Eddie Murphy played another “fat| role in the movie Nutty Professor where he was an overweight professor with a big heart, and he took a chemical to become slim.

But his thin alter ego is considered a jerk by everyone he comes into contact with.

But the danger here is the message that fat people are not accepted and have to resort to chemicals in order to be of a physical norm visually and psychologically comforting to the audience.

But it is the 2001 comedy Shallow Hal which is guilty of the most despicable forms of mockery against overweight people while it still tries to keep up a pretense of positivity and progressiveness.

Gwyneth Paltrow was heavily criticized for wearing a fat suit as it was offensive to many people, and many people viewed it as fat shaming.

The movie portrays two friends, Hal played by Jack Black and Mauricio played by Jason Alexander, who seem to be petty enough to only be attracted to women with utter physical perfection from their perspective.

The movie gives an insight into what it’s like to see people for who they are on the inside instead of allowing their appearance to be the first and only factor. Black gets hypnotized and that’s when he sees Rosemary (Paltrow), who is an oversized woman, as “ideal”.   

Shallow Hal used a lot of stereotypical comments to ridicule obesity, such as “is she behind the rhino?” in a scene where Hal was introducing the girl he likes to Mauricio.

When Rosemary jumps in the pool, all the water splashes out, and a kid lands on a tree.

This is not a sci-fi movie; there is no reason to exaggerate actions to produce good content. The films encourage people to laugh at the difficulties people face due to their weight, which is a direct form of bullying that is employed for lack of artistic and creative content.

This restricts the vision of the audience from seeing that there’s more to them than what they see on the screen, McCloud stated.

It’s also dangerous, Psychology Today says, because Hollywood ends up perpetuating some of the schoolyard bullying targeting overweight children who aren’t motivated to lose weight but instead fall prey to eating disorders, depression and in some cases, suicide.

Another example that promotes the concept of “being thin is being beautiful” is a movie meant to be for children, who are formulating their perceptions on what is considered ideal.

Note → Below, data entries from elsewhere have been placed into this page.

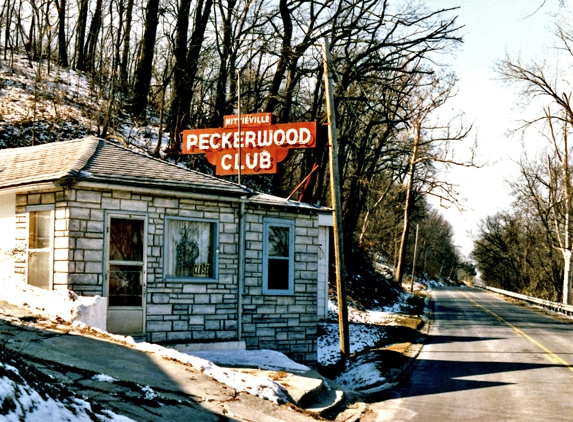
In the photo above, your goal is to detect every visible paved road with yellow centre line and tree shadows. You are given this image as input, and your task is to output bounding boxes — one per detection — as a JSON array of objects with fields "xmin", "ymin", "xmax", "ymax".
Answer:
[{"xmin": 361, "ymin": 288, "xmax": 573, "ymax": 422}]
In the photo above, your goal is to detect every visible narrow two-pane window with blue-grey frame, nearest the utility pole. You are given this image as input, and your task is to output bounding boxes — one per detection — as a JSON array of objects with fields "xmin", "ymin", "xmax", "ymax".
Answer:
[{"xmin": 263, "ymin": 219, "xmax": 294, "ymax": 294}]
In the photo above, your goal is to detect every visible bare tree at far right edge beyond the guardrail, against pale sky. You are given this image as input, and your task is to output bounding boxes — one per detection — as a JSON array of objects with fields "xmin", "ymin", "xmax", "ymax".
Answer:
[{"xmin": 497, "ymin": 19, "xmax": 573, "ymax": 304}]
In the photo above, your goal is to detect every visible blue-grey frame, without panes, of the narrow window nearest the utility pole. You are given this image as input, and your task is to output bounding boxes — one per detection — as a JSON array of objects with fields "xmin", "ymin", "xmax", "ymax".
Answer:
[{"xmin": 262, "ymin": 218, "xmax": 295, "ymax": 296}]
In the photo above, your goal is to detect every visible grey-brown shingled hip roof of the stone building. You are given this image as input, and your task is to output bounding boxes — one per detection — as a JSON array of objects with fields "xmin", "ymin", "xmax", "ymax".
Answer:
[{"xmin": 0, "ymin": 137, "xmax": 253, "ymax": 196}]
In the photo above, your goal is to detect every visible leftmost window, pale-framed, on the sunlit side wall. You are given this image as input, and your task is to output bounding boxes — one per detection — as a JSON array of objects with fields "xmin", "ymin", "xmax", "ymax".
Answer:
[{"xmin": 27, "ymin": 206, "xmax": 54, "ymax": 290}]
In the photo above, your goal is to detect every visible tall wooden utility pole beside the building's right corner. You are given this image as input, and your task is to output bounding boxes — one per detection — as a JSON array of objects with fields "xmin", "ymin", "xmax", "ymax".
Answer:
[{"xmin": 322, "ymin": 37, "xmax": 350, "ymax": 360}]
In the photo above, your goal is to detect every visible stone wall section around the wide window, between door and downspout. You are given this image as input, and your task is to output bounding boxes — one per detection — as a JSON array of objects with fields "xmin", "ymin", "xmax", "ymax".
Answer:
[{"xmin": 147, "ymin": 197, "xmax": 239, "ymax": 342}]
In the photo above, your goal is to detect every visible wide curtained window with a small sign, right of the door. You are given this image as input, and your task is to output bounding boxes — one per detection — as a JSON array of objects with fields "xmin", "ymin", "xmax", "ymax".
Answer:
[{"xmin": 165, "ymin": 218, "xmax": 217, "ymax": 279}]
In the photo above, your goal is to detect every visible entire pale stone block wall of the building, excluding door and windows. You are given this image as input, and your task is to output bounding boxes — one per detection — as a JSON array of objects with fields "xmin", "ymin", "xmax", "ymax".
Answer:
[{"xmin": 16, "ymin": 189, "xmax": 319, "ymax": 365}]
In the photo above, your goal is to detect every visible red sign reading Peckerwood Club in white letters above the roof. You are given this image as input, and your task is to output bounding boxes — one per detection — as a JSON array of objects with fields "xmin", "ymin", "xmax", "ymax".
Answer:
[{"xmin": 182, "ymin": 113, "xmax": 316, "ymax": 175}]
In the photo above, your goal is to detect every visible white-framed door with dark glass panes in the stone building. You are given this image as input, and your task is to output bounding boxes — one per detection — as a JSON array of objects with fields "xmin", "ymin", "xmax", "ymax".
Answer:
[{"xmin": 105, "ymin": 214, "xmax": 147, "ymax": 335}]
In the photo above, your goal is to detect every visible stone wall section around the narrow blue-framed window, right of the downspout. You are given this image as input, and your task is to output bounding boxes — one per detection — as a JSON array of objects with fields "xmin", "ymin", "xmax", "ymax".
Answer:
[{"xmin": 243, "ymin": 209, "xmax": 319, "ymax": 365}]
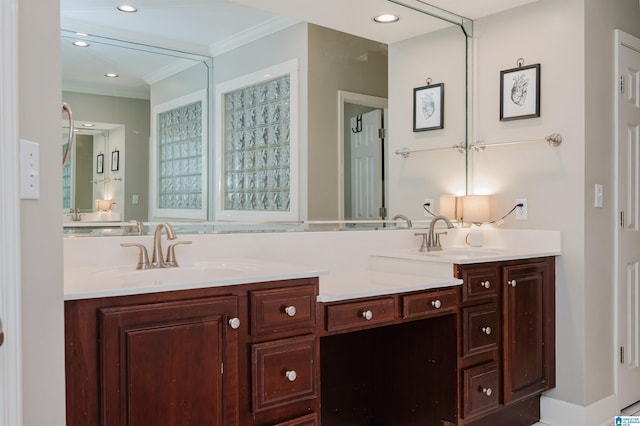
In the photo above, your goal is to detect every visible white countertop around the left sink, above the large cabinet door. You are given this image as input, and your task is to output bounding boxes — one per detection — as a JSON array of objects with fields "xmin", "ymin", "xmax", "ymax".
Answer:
[{"xmin": 64, "ymin": 259, "xmax": 327, "ymax": 300}]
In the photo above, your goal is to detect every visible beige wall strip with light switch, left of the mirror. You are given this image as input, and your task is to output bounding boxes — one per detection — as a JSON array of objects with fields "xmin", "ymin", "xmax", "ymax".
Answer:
[{"xmin": 16, "ymin": 0, "xmax": 65, "ymax": 426}]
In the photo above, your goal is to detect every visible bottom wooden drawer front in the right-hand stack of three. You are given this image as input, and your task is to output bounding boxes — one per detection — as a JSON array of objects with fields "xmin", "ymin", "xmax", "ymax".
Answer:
[{"xmin": 462, "ymin": 362, "xmax": 500, "ymax": 417}]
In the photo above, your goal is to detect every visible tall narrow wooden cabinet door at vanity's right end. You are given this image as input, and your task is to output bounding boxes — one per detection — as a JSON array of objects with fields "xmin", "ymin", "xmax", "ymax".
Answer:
[{"xmin": 503, "ymin": 261, "xmax": 555, "ymax": 404}]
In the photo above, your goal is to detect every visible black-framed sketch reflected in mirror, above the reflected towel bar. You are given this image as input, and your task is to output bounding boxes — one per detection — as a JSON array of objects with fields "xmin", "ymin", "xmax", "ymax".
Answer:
[{"xmin": 413, "ymin": 83, "xmax": 444, "ymax": 132}]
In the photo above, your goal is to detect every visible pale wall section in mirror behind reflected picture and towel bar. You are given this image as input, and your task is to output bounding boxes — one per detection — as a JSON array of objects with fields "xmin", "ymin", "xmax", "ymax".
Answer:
[{"xmin": 388, "ymin": 27, "xmax": 466, "ymax": 218}]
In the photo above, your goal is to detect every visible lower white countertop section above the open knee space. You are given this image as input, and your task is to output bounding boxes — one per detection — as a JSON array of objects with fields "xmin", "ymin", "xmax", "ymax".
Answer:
[{"xmin": 317, "ymin": 270, "xmax": 462, "ymax": 302}]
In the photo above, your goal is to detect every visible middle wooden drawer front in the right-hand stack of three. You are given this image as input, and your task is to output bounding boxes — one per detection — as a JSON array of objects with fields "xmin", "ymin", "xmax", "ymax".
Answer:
[{"xmin": 462, "ymin": 303, "xmax": 500, "ymax": 356}]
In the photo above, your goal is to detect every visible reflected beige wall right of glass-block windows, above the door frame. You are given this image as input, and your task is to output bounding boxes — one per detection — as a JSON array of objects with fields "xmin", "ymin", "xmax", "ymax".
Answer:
[{"xmin": 307, "ymin": 24, "xmax": 388, "ymax": 220}]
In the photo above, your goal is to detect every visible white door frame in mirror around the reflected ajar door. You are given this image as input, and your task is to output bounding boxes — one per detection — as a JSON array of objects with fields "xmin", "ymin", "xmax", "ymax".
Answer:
[{"xmin": 337, "ymin": 90, "xmax": 389, "ymax": 220}]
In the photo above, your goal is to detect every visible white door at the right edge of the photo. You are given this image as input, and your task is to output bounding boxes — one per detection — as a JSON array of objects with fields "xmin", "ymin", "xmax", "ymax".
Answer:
[{"xmin": 616, "ymin": 32, "xmax": 640, "ymax": 408}]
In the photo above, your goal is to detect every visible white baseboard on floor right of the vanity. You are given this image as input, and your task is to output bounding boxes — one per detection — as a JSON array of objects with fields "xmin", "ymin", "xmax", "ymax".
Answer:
[{"xmin": 540, "ymin": 395, "xmax": 619, "ymax": 426}]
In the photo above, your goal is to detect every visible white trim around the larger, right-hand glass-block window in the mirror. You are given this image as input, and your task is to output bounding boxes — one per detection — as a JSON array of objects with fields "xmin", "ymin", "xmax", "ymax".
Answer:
[{"xmin": 213, "ymin": 59, "xmax": 301, "ymax": 221}]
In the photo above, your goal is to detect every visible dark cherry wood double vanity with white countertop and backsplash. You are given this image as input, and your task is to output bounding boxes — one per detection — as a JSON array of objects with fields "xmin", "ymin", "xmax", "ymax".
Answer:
[{"xmin": 65, "ymin": 229, "xmax": 560, "ymax": 426}]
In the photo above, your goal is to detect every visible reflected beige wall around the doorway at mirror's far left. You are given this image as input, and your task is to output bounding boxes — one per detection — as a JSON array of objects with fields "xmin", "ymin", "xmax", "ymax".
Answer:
[{"xmin": 62, "ymin": 92, "xmax": 151, "ymax": 221}]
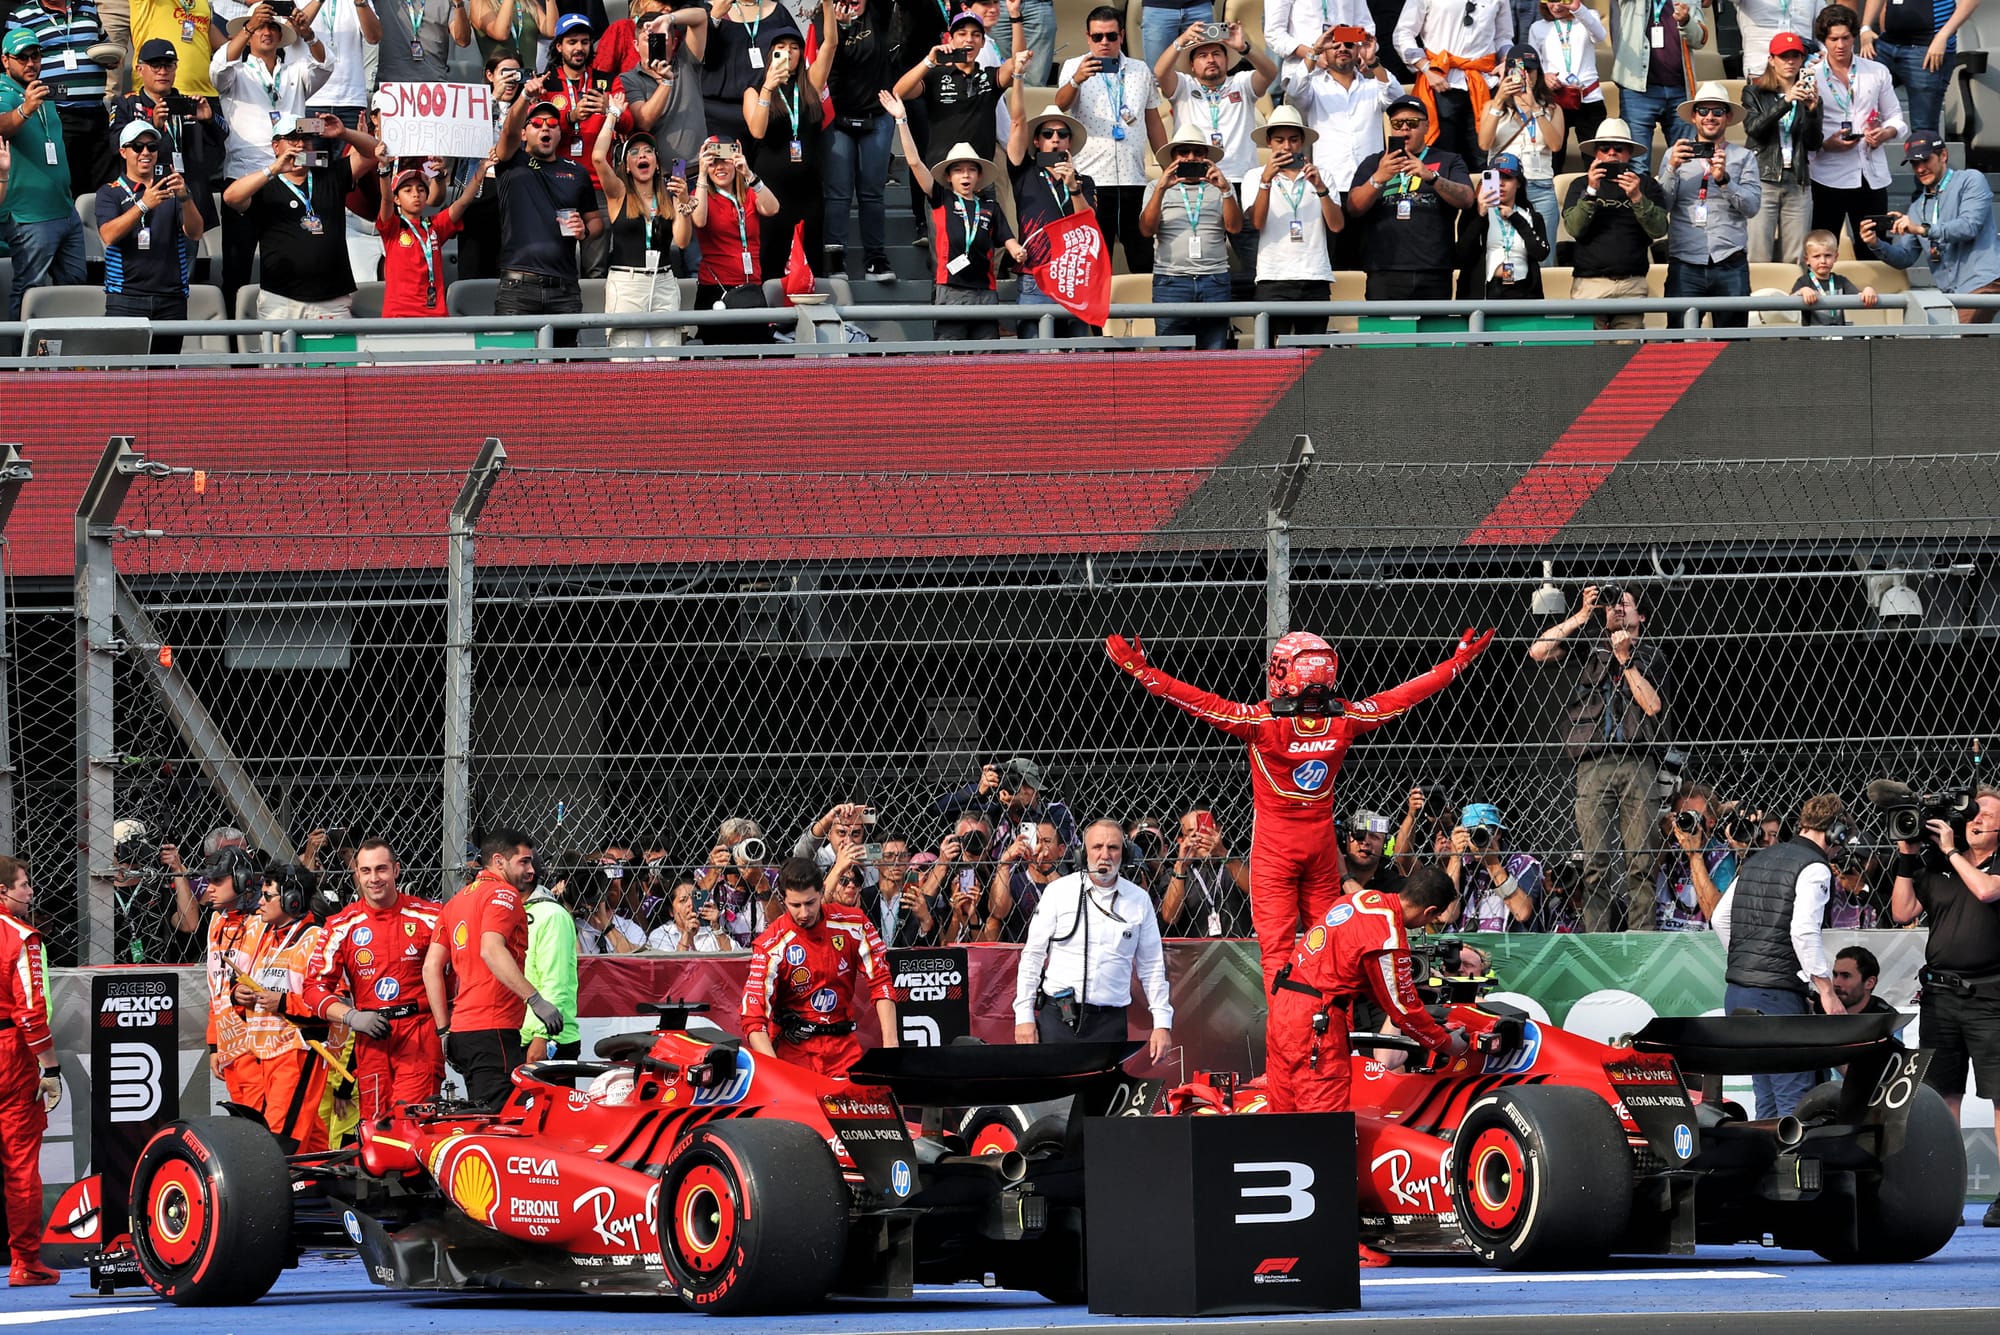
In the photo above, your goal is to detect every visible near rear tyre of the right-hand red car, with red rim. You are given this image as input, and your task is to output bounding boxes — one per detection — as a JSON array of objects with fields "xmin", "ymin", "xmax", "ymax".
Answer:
[{"xmin": 1446, "ymin": 1085, "xmax": 1632, "ymax": 1269}]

Red Shoes and the 7 Dwarfs is an animated movie showing an oversized Snow White.

There was a billboard sponsoring the movie, which included two versions of Snow White. The thin one was standing tall in her magical red shoes that helped into her transformation, however, the plus-sized version of her was placed next to the text: “What if Snow White was no longer beautiful and the Seven Dwarfs not so short?”.

But Hollywood does have its moments raising the banner for people with mental and physical differences

The latest frenzy with superhero movies implicitly tries to encourage acceptance to people’s differences. This is particularly visible in the late Stan Lee’s comic book series X-Men which earned billions at the box office..

By creating superheroes and making them use their differences to help save the world, many people started to change their ideologies and even wish to be different.